From this point on, we’re going to get to see who you really are and what your potential really looks like. This is where you get to decide where you go with your life, as our influence on you gives way to your growing independence.

Having said that, when I was 16 I felt like I knew everything I needed to know from my parents already. I was wrong. And while you are far more mature and worldly-wise than I was at your age, I hope I still have some useful wisdom and advice to share with you for a while yet. If you ask, I’ll always be there.

The next 12 months

As you are fond of regularly reminding your mum and me, a year from now you could be the proud owner of a full driver’s licence. But there’s lots else to look forward to first over the next 12 months.

Okay, maybe you’re not exactly looking forward to your GCSEs in quite the same way. And at the time of writing this, you’re hard at work revising for your mock exams, which start next week. I know it feels big and scary to you, and you’re worried about how well you’ll perform.

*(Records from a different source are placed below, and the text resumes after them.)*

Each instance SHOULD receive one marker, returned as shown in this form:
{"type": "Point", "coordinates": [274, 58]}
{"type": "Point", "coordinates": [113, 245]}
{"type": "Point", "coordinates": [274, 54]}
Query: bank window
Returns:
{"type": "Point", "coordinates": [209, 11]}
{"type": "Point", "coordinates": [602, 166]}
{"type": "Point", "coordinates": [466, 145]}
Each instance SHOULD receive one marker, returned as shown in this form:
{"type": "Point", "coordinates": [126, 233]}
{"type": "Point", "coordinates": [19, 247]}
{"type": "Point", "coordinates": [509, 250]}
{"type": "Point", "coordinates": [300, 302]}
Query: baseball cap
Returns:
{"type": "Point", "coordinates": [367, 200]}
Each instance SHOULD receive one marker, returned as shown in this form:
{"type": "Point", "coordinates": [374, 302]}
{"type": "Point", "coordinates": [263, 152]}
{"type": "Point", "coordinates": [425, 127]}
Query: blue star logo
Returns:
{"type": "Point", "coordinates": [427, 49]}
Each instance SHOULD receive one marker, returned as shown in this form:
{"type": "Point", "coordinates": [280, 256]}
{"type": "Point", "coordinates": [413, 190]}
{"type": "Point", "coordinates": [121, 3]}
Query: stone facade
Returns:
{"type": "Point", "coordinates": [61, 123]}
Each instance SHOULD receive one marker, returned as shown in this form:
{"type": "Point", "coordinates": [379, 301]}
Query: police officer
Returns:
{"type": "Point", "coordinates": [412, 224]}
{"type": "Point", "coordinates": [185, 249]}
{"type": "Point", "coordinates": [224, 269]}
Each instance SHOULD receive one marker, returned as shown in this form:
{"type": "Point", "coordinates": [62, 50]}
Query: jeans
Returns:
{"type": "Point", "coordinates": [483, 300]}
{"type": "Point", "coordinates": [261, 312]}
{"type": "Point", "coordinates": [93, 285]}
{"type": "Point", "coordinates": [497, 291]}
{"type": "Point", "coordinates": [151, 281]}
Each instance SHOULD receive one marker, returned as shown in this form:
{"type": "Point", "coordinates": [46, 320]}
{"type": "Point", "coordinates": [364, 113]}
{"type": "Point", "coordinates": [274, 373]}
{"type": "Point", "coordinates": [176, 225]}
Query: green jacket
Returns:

But you’ve got this. We’re confident in you. Your teachers are confident in you. And while this hasn’t yet translated into you being confident in yourself, you really do have every reason to be. You’re smart, you work hard and I think you will look back in eight months’ time and wonder what all the stress and anxiety was about. I know you’ll make us proud. More importantly, make yourself proud.

In February, you and I will be travelling to Barcelona for a long weekend. You’ve really thrown yourself into planning this trip, which I’ve loved watching. If your mum and I have got one thing right, it’s to instil in you a love of travel and exploring new places. I can’t wait for you to see one of my favourite cities for yourself.

More than that, though, I know that our relationship is at its best when we’re able to spend large chunks of time on a one-to-one basis. I don’t know if we’ll ever get the chance to spend such a long period together again, so I’m going to make the most of sharing the experience with you.

Beyond that, who knows what the next year will bring for you? I’m looking forward to finding out. Whatever happens, it will be a big year for you. Fingers crossed it’s a good one.